In Tibet, monks are roughed up by the police for the eager cameramen. In Iraq, dead bodies litter the streets, and the cameras stay away. In Tibet, there’s martial law, and hundreds have been killed or are in jail, as the reporters tell us. In Iraq, city streets are made impassable with concrete barriers, soldiers toss peoples’ houses in the middle of the night while holding their kids at gunpoint, a fourth of the population is homeless, tens of thousands are imprisoned, the dead are too numerous to count, and the reporters tell us next to nothing. Can we believe that the commercial media are really concerned about human rights in Tibet when they so assiduously avoid the subject in their coverage of Iraq?
Media critics estimate that Iraq today receives a fraction of the news coverage that it got a year ago.

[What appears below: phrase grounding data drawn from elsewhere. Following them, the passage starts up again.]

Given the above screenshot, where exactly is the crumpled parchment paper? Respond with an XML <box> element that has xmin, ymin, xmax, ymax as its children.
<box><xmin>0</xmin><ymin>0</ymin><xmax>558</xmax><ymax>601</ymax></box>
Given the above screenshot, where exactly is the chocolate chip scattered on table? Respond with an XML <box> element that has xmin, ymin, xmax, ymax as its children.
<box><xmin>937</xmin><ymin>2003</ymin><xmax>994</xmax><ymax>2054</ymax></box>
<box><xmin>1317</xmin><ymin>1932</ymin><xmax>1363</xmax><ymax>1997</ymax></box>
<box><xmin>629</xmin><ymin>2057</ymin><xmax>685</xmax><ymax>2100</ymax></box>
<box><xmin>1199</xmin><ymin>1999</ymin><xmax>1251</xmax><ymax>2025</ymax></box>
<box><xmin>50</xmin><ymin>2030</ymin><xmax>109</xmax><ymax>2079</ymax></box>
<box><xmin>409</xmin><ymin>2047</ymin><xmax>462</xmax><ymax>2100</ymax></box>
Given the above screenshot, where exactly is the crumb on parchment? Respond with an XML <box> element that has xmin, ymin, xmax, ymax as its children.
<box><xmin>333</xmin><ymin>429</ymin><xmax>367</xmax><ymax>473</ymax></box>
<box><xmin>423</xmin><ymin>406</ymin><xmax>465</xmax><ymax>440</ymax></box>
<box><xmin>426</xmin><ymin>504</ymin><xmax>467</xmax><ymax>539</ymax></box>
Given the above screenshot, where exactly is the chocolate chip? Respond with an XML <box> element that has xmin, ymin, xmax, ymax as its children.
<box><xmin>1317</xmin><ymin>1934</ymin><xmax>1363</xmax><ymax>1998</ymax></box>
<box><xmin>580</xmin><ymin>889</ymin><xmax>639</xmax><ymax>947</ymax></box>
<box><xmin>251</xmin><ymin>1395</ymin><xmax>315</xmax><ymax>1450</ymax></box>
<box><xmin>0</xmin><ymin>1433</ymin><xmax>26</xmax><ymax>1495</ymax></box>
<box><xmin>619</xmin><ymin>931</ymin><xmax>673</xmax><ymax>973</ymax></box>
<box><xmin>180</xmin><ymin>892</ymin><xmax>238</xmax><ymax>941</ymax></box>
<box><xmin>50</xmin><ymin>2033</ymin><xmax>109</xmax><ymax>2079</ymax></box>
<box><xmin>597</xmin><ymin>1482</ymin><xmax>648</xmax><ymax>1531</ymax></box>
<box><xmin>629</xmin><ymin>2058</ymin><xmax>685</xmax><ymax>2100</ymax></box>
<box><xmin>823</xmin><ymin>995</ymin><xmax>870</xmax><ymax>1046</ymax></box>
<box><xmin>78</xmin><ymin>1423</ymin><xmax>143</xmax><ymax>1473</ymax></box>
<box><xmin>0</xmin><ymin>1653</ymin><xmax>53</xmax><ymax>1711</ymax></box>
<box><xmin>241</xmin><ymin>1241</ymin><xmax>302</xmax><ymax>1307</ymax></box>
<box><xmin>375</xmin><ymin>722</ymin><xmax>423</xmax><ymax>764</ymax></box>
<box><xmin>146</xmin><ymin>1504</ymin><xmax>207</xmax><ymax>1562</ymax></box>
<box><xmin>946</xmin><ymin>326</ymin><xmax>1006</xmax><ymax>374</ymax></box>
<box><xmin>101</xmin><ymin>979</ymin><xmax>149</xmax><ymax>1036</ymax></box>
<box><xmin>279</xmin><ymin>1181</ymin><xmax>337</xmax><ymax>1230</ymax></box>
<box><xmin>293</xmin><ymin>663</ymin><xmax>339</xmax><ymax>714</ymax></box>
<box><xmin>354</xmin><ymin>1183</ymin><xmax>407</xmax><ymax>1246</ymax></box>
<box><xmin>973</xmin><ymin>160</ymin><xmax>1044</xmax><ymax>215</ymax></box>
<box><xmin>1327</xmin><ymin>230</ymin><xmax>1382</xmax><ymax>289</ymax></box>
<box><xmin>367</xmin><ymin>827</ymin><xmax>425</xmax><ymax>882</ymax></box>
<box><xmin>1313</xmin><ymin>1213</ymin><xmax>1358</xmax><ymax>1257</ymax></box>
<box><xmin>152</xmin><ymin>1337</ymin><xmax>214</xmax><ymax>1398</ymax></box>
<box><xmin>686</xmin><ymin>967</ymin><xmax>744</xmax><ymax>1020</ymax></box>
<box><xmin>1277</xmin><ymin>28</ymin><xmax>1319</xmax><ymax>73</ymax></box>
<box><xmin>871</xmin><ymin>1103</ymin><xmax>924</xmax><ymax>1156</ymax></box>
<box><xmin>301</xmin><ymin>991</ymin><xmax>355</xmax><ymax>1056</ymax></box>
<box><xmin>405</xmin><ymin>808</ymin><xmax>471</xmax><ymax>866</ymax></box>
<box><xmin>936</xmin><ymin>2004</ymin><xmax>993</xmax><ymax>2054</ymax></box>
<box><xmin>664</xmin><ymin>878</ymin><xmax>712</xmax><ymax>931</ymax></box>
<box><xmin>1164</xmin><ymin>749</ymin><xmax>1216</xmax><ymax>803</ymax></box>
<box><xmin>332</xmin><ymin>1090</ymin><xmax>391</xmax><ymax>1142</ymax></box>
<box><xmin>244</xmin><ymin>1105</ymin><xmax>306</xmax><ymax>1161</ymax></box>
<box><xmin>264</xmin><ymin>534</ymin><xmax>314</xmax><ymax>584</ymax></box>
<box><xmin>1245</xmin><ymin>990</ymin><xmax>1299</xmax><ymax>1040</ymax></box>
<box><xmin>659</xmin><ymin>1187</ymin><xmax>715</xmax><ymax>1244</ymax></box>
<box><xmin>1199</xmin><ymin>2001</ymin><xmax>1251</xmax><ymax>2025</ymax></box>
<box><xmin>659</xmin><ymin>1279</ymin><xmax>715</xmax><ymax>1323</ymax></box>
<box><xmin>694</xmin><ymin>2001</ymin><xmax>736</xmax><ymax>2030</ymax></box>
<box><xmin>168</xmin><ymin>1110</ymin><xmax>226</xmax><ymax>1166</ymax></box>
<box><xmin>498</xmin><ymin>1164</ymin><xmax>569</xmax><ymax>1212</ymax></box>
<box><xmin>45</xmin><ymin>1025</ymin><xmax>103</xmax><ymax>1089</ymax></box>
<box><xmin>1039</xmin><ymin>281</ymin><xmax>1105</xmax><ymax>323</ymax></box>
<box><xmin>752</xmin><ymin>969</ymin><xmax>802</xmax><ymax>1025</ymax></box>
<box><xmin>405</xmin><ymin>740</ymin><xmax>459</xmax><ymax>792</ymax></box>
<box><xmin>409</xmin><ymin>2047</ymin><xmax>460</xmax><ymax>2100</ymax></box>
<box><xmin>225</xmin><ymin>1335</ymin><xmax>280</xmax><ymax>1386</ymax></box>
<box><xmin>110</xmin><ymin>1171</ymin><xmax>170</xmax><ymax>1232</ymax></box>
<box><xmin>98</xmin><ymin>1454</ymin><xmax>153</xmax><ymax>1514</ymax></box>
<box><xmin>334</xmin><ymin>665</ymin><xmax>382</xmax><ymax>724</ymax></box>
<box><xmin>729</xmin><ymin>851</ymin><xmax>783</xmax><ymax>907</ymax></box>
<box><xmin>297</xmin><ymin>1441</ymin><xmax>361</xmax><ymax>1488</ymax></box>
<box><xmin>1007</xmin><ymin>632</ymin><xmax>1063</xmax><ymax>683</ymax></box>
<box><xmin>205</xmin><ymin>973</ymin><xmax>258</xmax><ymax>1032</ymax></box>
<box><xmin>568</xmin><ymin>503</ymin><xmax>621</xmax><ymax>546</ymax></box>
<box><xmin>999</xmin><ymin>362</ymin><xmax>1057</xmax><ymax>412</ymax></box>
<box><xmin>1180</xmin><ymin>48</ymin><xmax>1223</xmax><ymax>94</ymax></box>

Thousands of American soldiers have died, and tens of thousands have permanent injuries, but the people don’t know that, because the soldiers’ stories are suppressed. Every Iraqi child knows what’s going on there–the schools are closed and it’s too dangerous for them to go out–but US news-consumers are denied access to real-life conditions by their “free press.”
When we bring this occupation home, as we must, I hope we will hold accountable the private war profiteers in the media who helped spark the violence, who made money on it while it was popular, and who turned the cameras away when the audience got offended. The purge of irresponsible commentators and other venal celebrities mustn’t stop with Don Imus.